A common critical observation in cryptid circles is as follows:
With everyone having readily available technology in their pockets or within reach, there should be plenty of high-quality imagery of cryptids (or mysterious entities of any type) if they really are around as claimed.
Yesterday was one of several instances where I saw something that may have been intriguing but failed to get documentation of it. It led me to think less of (but not dismiss entirely) the claim that we should have more visual evidence. Firstly, it is factual that there are more security cameras, game trail cameras, and other automatic visual recording devices operating today that should, logically, obtain interesting footage. There are many outstanding examples of trail cams that have captured rare animals, animals outside of an assumed range, and remarkable situations that have proved enlightening. Those cameras aren’t thinking. My incident, which I believe others frequently experience as well, shows that our very human attempt to make sense of what we see results in missed documentation.

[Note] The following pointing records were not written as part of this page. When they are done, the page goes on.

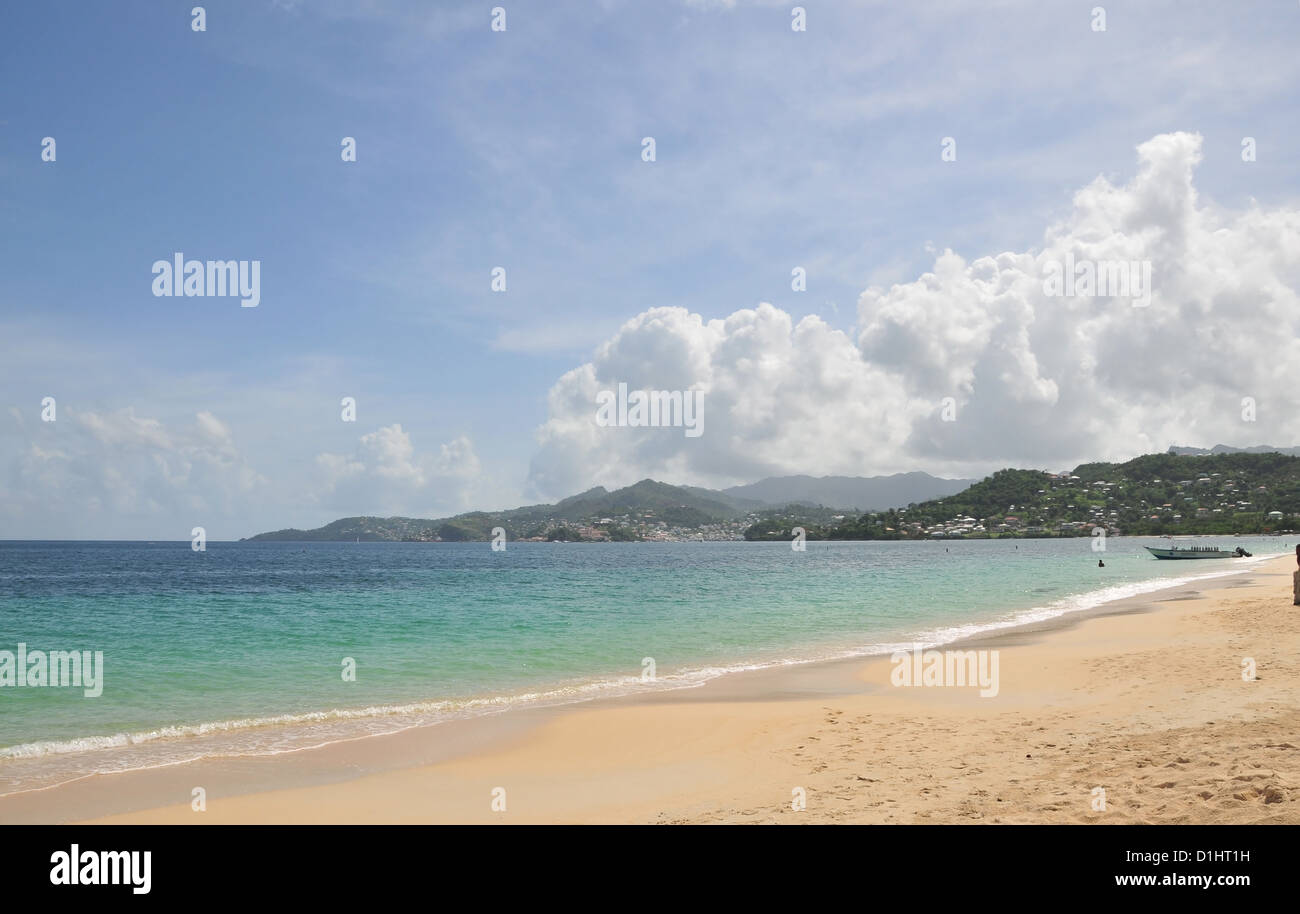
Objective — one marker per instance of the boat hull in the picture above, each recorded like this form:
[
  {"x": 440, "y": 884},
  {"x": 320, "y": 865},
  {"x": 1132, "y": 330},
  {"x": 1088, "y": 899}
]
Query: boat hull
[{"x": 1190, "y": 553}]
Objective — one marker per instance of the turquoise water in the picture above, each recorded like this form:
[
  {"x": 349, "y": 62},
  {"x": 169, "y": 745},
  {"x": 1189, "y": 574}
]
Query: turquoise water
[{"x": 241, "y": 649}]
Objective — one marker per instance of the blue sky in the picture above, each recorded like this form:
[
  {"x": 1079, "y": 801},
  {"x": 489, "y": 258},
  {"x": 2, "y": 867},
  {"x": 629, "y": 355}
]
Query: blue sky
[{"x": 521, "y": 150}]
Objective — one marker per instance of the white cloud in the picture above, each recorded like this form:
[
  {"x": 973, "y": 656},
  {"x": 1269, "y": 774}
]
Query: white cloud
[
  {"x": 1035, "y": 378},
  {"x": 386, "y": 475},
  {"x": 113, "y": 473}
]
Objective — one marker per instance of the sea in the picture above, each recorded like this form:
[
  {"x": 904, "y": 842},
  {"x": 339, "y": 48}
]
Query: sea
[{"x": 263, "y": 648}]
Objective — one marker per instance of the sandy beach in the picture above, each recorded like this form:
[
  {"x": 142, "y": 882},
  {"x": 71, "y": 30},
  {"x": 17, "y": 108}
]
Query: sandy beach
[{"x": 1143, "y": 698}]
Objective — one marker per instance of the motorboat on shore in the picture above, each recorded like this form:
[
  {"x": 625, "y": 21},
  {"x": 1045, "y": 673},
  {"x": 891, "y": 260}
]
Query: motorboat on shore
[{"x": 1196, "y": 553}]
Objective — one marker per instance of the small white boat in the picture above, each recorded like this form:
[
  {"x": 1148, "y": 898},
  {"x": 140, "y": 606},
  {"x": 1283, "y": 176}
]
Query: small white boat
[{"x": 1195, "y": 553}]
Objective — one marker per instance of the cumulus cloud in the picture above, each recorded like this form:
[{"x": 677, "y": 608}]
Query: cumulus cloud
[
  {"x": 385, "y": 473},
  {"x": 89, "y": 467},
  {"x": 1034, "y": 377}
]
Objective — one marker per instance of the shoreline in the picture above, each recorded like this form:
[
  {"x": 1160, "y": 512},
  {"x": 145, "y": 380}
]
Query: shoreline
[
  {"x": 338, "y": 782},
  {"x": 564, "y": 693}
]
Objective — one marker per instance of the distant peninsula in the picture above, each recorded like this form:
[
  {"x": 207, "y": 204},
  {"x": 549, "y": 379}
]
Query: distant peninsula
[{"x": 1220, "y": 492}]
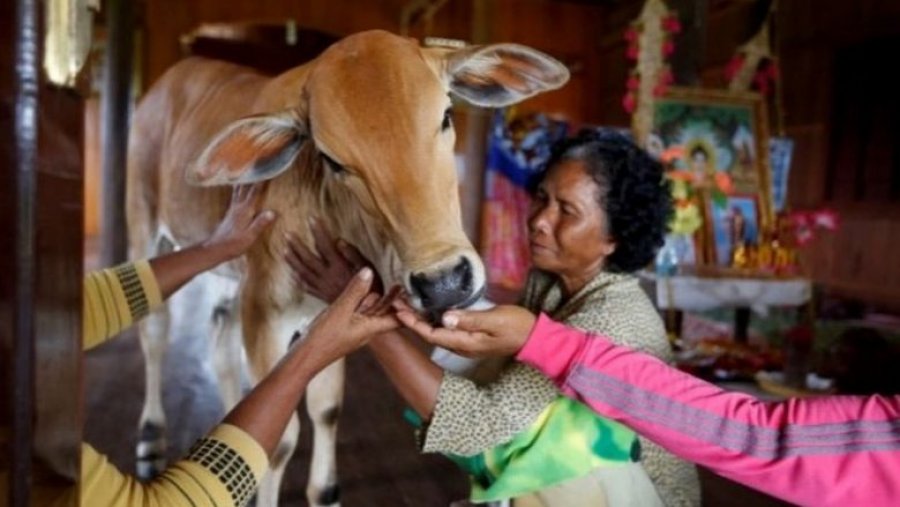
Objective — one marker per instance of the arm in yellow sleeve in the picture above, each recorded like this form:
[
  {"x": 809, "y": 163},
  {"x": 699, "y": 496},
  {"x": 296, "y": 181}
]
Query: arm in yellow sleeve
[
  {"x": 115, "y": 298},
  {"x": 222, "y": 469}
]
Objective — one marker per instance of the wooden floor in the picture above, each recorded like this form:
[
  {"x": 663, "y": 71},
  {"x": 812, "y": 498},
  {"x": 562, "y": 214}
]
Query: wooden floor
[{"x": 377, "y": 460}]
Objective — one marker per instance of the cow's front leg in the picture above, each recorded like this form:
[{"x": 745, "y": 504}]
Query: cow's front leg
[
  {"x": 151, "y": 444},
  {"x": 324, "y": 399},
  {"x": 267, "y": 334},
  {"x": 227, "y": 346}
]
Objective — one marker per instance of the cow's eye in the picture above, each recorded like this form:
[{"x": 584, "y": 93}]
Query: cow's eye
[
  {"x": 448, "y": 120},
  {"x": 332, "y": 164}
]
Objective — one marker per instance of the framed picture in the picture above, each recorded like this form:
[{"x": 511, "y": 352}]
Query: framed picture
[
  {"x": 718, "y": 131},
  {"x": 736, "y": 220}
]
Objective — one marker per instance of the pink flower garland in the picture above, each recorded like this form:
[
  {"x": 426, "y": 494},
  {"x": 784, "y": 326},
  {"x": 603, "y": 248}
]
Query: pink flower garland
[{"x": 671, "y": 25}]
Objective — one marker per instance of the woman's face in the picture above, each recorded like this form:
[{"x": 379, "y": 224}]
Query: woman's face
[{"x": 567, "y": 226}]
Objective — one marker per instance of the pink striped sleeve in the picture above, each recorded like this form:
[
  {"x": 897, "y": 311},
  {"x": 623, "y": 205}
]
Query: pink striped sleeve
[{"x": 836, "y": 450}]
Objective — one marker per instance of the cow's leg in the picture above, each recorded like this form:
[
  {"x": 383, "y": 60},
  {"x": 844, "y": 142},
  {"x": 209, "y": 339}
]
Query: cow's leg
[
  {"x": 266, "y": 339},
  {"x": 154, "y": 337},
  {"x": 324, "y": 398},
  {"x": 228, "y": 348}
]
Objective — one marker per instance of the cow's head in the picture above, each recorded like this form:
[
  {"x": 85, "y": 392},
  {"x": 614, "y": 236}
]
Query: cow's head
[{"x": 368, "y": 124}]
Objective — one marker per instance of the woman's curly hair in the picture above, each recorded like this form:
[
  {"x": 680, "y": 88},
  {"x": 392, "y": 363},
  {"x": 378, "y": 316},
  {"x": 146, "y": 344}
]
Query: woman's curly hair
[{"x": 633, "y": 192}]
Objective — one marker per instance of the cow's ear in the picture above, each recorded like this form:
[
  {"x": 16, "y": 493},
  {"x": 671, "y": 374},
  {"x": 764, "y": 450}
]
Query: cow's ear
[
  {"x": 502, "y": 74},
  {"x": 248, "y": 150}
]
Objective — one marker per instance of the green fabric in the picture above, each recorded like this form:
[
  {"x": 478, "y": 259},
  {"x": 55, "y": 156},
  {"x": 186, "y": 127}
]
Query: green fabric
[{"x": 565, "y": 442}]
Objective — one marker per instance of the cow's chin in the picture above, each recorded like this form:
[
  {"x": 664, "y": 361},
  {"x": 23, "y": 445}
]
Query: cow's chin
[{"x": 476, "y": 301}]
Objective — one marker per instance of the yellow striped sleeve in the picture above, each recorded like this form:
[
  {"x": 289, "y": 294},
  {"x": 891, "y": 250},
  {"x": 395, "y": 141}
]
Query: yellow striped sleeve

Around 11 AM, my husband and I were traveling in an area of Adams County, PA, an area of rolling hills and orchards between the forested high ground. We hadn’t realized that this area was a very obvious and mapped dead spot in cellular coverage. I’d pulled over to the side of the country road while he attempted to refresh the navigational maps on both phones. While waiting, and trying to keep my annoyance at the whole situation under control, I gazed across the road to a property with a house, shed, flower garden and medium-sized trees and shrubs when a shape moving across the yard caught my eye. It was tawny-colored, walking at a slow pace in front of the shed towards the house. Had I to guess, I might have been 150 yards from the shed and animal that looked very much like a mountain lion at first glance. Knowing what I know about mistaken IDs of such cats and the fact that they do not live here, I watched the creature move while trying to discern the head and tail and a better reference to size. The vegetation and our locational problem at hand got in the way of my focus on the thing. I recall at the time being annoyed at the lack of a clear view and could not approach the object to take a closer look. We drove off. Only a few minutes later did I think “I should have taken a picture!” I didn’t even think to mention this to my husband who was busy and would have brushed it off anyway.
In June 2016, a woman in Massachusetts was sure she saw a mountain lion. The picture she did manage to take is undoubtedly a domestic cat.
This is similar to what I saw at a greater distance but I could not see the head clearly to see if it was bigger or could not view the form in total to discern if it was a dog. My picture would have been far less helpful, had I managed to pull one off.
Many accounts of “big cats” have turned out to be misinterpreted house cats or dogs. I suspect what I saw was a tan retriever-type dog or a large housecat. A more enthusiastic person might relate a different, more dramatic tale. The time I spent waiting to get a clearer view as the animal moved along, and trying to work out exactly what it was meant my phone was never engaged. I have nothing but a memory that gets warped a bit more with every recollection.
I have little doubt that this would happen to me again as I’m more interested in confirming if there is something to actually be excited about before taking a picture. Taking a photo is a decisive action, one that takes an effort of removing focus from the object and engaging the technology. Sometimes, you just can’t look away to get that job done if you’re busy attempt to sort out what you are looking at. It’s not like a spotting scope or binoculars you might use to clarify your view. A cell phone picture is not as good as your eyesight. I’m sure the same lost opportunity befalls MANY other people who think they see something unusual, spend a bit of time trying to work out what it is, and then it’s gone. I’m not all that surprised we don’t have better photographic evidence. We take too long trying to make sense of whether it’s worth it. I don’t know if there is a take away lesson here except to always have a camera at the ready (usually not realistic), but I do know that the conclusion from the evidence and reasoning show that I didn’t see a mountain lion walking in a rural backyard that day.